Эдинброг принялся медленно, по сантиметру в три секунды, продвигаться вперёд. Когда их разделяло уже всего ничего, Артур вдруг выкрикнул заклятье и бросился на цветок, как кошка. Тот попробовал улепетнуть, втянувшись в землю, но Артур тотчас заморозил её своим колдовством.
Тогда цветок, ничтоже сумняшеся, сам себя оторвал от корней (ничоси!!) и стремительно полетел мимо меня вбок, явно намереваясь нырнуть в почву чуть дальше, за пределами ледяного участка. Но Эдинброг оказался быстрее: кинулся вперёд и схлопнул его в ладонях, сопроводив очередным заклинанием.
Правда, для этого Артуру пришлось напрыгнуть на меня – откатиться я успела ровно на пол-оборота и теперь тихонечко сипела под его весом.
– Поймал? – проворчала я глухо.
Мой нос был расплющен о его грудь. Артур осторожно приподнялся на локтях, чуть сполз в обратном направлении и триумфально потряс кулаком:
– Поймал!
Ох уж эти его фантастические глаза – то ли мёд, то ли кофе, то ли коньяк… Я снова зависла, глядя в них. Моргай, Артур. Пожалуйста, моргай, я так не люблю гипноз…
Но он тоже выпал куда-то из привычной обоймы времени. Задорная улыбка победителя на его лице сменилась каким-то задумчивым выражением, немного грустным, немного мечтательным, как бы размышляющим: пора? Не пора?
«Пора», – подумала я. И он, словно услышав мои мысли, потянулся ко мне.

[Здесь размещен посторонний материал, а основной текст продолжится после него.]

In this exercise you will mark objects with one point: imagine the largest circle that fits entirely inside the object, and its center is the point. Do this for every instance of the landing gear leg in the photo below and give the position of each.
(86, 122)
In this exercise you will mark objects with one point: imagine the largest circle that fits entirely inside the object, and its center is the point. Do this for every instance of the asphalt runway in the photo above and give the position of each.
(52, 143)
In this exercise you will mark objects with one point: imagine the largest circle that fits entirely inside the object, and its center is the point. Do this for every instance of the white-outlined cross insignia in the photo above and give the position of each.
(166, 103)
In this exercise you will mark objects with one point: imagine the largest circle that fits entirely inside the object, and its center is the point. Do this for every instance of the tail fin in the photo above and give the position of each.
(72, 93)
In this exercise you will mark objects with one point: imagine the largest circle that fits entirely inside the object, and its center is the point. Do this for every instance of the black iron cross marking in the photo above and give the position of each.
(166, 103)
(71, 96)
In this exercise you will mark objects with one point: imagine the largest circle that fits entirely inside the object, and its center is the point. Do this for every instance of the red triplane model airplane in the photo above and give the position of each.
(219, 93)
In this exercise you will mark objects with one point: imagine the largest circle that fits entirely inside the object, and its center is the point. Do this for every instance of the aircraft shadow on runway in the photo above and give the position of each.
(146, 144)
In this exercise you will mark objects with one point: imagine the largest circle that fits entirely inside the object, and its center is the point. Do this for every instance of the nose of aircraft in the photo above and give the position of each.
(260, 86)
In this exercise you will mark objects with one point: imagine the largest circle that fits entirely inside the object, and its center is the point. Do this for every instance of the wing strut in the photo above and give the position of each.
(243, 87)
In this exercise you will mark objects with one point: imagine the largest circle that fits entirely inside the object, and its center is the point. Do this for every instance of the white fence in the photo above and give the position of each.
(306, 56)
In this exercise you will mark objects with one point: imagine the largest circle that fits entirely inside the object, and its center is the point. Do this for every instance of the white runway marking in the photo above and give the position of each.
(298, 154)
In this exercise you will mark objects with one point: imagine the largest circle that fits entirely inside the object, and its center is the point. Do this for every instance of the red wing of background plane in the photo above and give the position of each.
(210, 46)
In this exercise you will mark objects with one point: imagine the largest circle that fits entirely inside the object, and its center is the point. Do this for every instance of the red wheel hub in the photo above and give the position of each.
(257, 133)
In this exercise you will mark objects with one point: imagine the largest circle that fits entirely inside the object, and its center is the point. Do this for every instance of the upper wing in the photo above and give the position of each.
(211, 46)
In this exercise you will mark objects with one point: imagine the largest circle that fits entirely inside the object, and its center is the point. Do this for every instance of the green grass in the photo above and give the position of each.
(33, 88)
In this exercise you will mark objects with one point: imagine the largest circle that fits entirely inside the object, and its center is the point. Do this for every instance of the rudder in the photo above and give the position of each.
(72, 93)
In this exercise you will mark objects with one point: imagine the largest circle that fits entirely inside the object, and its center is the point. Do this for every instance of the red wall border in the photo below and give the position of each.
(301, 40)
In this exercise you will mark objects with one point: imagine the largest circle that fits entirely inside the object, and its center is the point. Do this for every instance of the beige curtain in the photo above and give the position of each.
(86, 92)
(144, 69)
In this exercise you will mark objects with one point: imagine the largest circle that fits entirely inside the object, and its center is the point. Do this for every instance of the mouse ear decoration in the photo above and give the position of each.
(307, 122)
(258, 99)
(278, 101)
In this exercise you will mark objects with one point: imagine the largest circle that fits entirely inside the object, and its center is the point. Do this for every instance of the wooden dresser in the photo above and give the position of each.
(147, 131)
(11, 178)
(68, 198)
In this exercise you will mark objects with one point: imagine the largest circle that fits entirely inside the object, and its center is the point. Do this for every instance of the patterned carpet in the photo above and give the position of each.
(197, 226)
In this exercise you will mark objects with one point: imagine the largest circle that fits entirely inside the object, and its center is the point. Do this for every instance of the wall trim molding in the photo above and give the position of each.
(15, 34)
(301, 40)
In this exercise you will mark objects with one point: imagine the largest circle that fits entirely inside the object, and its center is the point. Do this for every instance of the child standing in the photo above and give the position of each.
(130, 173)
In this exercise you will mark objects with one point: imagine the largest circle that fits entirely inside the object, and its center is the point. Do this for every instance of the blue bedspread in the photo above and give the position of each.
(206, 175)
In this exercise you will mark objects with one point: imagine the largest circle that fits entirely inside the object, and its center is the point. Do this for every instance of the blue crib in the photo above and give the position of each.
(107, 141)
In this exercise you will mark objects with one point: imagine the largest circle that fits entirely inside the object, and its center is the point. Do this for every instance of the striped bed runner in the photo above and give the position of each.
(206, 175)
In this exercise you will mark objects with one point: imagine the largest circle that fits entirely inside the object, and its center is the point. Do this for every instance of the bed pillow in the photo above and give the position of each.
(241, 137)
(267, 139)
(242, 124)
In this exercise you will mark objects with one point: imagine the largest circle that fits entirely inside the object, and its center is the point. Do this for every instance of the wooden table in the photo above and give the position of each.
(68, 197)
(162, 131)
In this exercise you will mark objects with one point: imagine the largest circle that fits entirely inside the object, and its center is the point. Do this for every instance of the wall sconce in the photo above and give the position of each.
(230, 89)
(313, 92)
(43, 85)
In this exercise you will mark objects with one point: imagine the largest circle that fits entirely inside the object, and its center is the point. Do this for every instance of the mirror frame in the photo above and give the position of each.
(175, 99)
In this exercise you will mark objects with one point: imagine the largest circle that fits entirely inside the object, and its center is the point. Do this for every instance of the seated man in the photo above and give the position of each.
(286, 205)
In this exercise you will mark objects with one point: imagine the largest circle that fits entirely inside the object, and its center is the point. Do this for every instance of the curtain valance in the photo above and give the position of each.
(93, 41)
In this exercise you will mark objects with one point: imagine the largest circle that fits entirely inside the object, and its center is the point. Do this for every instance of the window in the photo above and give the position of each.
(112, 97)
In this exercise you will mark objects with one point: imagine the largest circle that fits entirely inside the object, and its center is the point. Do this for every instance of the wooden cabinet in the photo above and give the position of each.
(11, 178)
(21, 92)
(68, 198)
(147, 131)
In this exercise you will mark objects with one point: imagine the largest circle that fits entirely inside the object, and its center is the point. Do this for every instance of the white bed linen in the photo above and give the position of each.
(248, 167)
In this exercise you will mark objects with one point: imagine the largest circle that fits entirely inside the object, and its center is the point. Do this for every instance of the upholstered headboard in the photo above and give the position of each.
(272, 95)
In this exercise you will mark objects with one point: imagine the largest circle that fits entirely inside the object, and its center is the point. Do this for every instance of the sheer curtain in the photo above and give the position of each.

Танцевал ночной ветер, шумел камыш, в кулаке Эдинброга туманный колокольчик превращался в волшебные лепестки.
Ближе, ещё ближе…
Я замерла, когда Артур слегка – почти невесомо – коснулся моих губ своими, тёплыми, пахнущими цветочной пыльцой и кофе.
Не успела я так же осторожно ответить, как он проскользил губами вдоль моей щеки, отмечая свой путь пунктиром легчайших, трепетных касаний, от которых всё внутри у меня замирало и рассыпалось каскадами огненных искр.
Чёрт, а он умеет распалить… Даже такой мелочью.
Эдинброг дотянулся до моего уха, прикусил мочку. Слушая его размеренное, как у ночного хищника, дыхание, я запустила пальцы ему в волосы, мечтая их взъерошить, но… Артур вдруг жёстко и быстро перехватил мои руки.
– Вилка, – шепнул он мне в ухо. – Подожди. Позади тебя стоит фейри. Из тех самых.Чучельник.
…Мне будто душу бейсбольной битой из тела выбили, когда до меня дошло.